Slurm node can not find master

Hello,

currently our jobs submitted to the slurm queue populate the PXX_JXXXX_slurm.err file. The header looks like this:

slurmstepd: error: couldn’t chdir to `/mnt//cs_cpusrv129_v4.7.0/cryosparc_master’: No such file or directory: going to /tmp instead
ERROR: ld.so: object ‘/mnt/cs_cpusrv129_v4.7.0/cryosparc_master/deps/anaconda/envs/cryosparc_master_env/lib/libpython3.10.so’ from LD_PRELOAD cannot be preloaded (cannot open shared object file): ignored.

The second line is then repeated several times.

This error started coming up several weeks ago, likely after an update of the CS installation to 4.7.0 (but I can’t say for sure, whether I updated on that day the error appeared first time). A restart of CS did not help.

Jobs do finish despite this error, but this points to an error in installation or (possibly temporary) loss of connection to the master, no? Since I’m also experiencing the no heartbeat error sometimes (even though the limit was raised to 3600s), I’m wondering if that could be related (but it might not).

Any ideas?

I forgot to mention: we are running v4.7.1 since a week, the upgrade from 4.7.0 did not change the behaviour.

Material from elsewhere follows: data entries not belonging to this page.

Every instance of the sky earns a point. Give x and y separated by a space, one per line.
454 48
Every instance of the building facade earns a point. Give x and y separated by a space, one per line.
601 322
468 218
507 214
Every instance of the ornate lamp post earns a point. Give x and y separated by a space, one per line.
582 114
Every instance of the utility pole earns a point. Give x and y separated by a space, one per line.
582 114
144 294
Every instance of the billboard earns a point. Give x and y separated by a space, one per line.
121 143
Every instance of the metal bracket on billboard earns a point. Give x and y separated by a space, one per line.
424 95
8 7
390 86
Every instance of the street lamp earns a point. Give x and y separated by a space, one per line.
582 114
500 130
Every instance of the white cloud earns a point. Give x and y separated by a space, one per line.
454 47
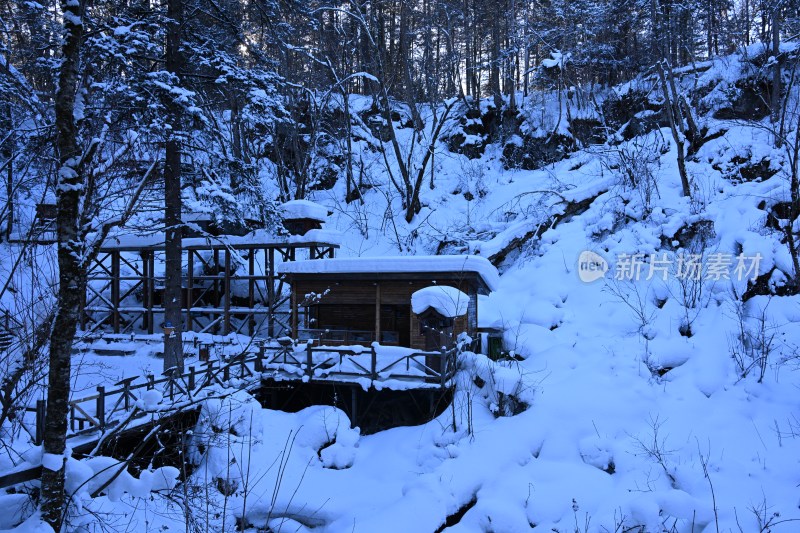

Would you like to test if these messages can be avoided if these lines are included among the #SBATCH options inside the cluster script template

#SBATCH --chdir={{ job_dir_abs }}
#SBATCH --export=NONE

There are different types of heartbeat errors and several potential causes. For example, the cluster workload manager may have terminated CryoSPARC worker-related processes on the compute node. In those cases, the job.log file inside the job directory or slurm task out or err files may provide additional information. You might want to create a separate forum topic and post specific heartbeat-related error messages that you observed (and where you observed them).

Thank you very much! The addition of the SBATCH options helped!

Best,
Stefan.